SMG now ranks among the top three media services holding groups, with global billings of US$16.5 billion.

The media discipline is playing a more prominent role in the advertising process amid growing complexity and fragmentation of media, according to Mr Kevin Malloy, executive VP of SMG international and chief executive of MediaVest North America.

While both media owners and agencies are merging horizontally to enhance their operations, a media agency’s size and clout are the keys to competing in an increasingly consolidated landscape.

But merely having the size is insufficient; Mr Malloy said it was more important for an agency to have resources and competitive packages.

Three to four media operations will ultimately dominate the global advertising scene, and Mr Malloy said: “We’re sure to be well at the top of the placing.”

“We have the industry’s most powerful media assets in Starcom and MediaVest, and when you factor in our alliance with Dentsu, the impact of our combined scale puts us at the top of the global marketplace,” said Mr Bob Brennan, SMG’s chief operating officer.

Asked if SMG would ally with its majority shareholder Dentsu, Mr Malloy said the decision would be up to Bcom3’s board level decision-makers in Japan.

“How we will operate with Dentsu is restricted to discussions in Japan,” said Mr Malloy, who added that it was still in the early days of negotiations.

With bundling leading to bigger media budgets, Mr Malloy nevertheless said he didn’t forecast a downward spiral in media rates, as costs are determined by the marketplace.

In fact, media fragmentation has caused further consolidation among media owners, as many media conglomerates now tend to sell their subsidiary properties all at once.

Starcom and MediaVest will merge under the holding umbrella of SMG, and the combined entities will operate under the Starcom brand.

However, Starcom and MediaVest will continue to operate independently in North America and the UK, where SMG decided to keep both established entities separate.

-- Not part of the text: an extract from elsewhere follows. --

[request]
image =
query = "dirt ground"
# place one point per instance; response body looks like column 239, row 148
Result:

Starcom and MediaVest are two established, enormous brands in those two markets, where they are conscious of conflicting client issues as well.

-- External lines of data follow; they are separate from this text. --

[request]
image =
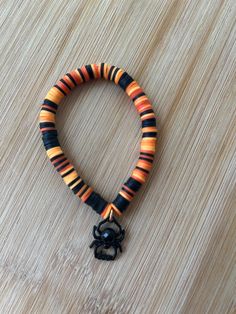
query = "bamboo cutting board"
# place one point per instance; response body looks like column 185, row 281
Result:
column 180, row 250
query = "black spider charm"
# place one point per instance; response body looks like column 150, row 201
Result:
column 108, row 236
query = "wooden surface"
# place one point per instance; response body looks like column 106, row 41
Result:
column 181, row 228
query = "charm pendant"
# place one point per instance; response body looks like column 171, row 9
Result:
column 108, row 236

In Brazil and Puerto Rico, the respective media operations of Leo Burnett and D’Arcy Masius Benton & Bowles will not unbundle from the full agency services, due to the countries’ legal restrictions.

SMG’s existing consortia agreements in markets such as Taiwan, Italy, Belgium, Germany and The Netherlands will continue to operate. Starcom will maintain its partnership with New Wave in Taiwan, while the group will evaluate its consortia deals in other markets.

SMG has new plans for the region, and is open to further acquisition to strengthen its services as well.

Booming interactive media have forced media agencies to dedicate special services to the ‘Net, and Mr Malloy said SMG was looking at developing its Internet services around the world.

Since the launch of Bcom3, the three entities – Dentsu, the Leo and MacManus groups – have formed several media ventures.

In Korea, a three-way media venture, PDS (involving Phoenix Communications, Dentsu and Starcom) was set up to handle Procter & Gamble’s media business.

Last year, Starcom and MediaVest formed Quest to pitch for the P&G AOR account and subsequently won the business in China.

With these ventures driven by clients’ needs, Mr Malloy said the group may use the same strategy again, depending on client and market situation.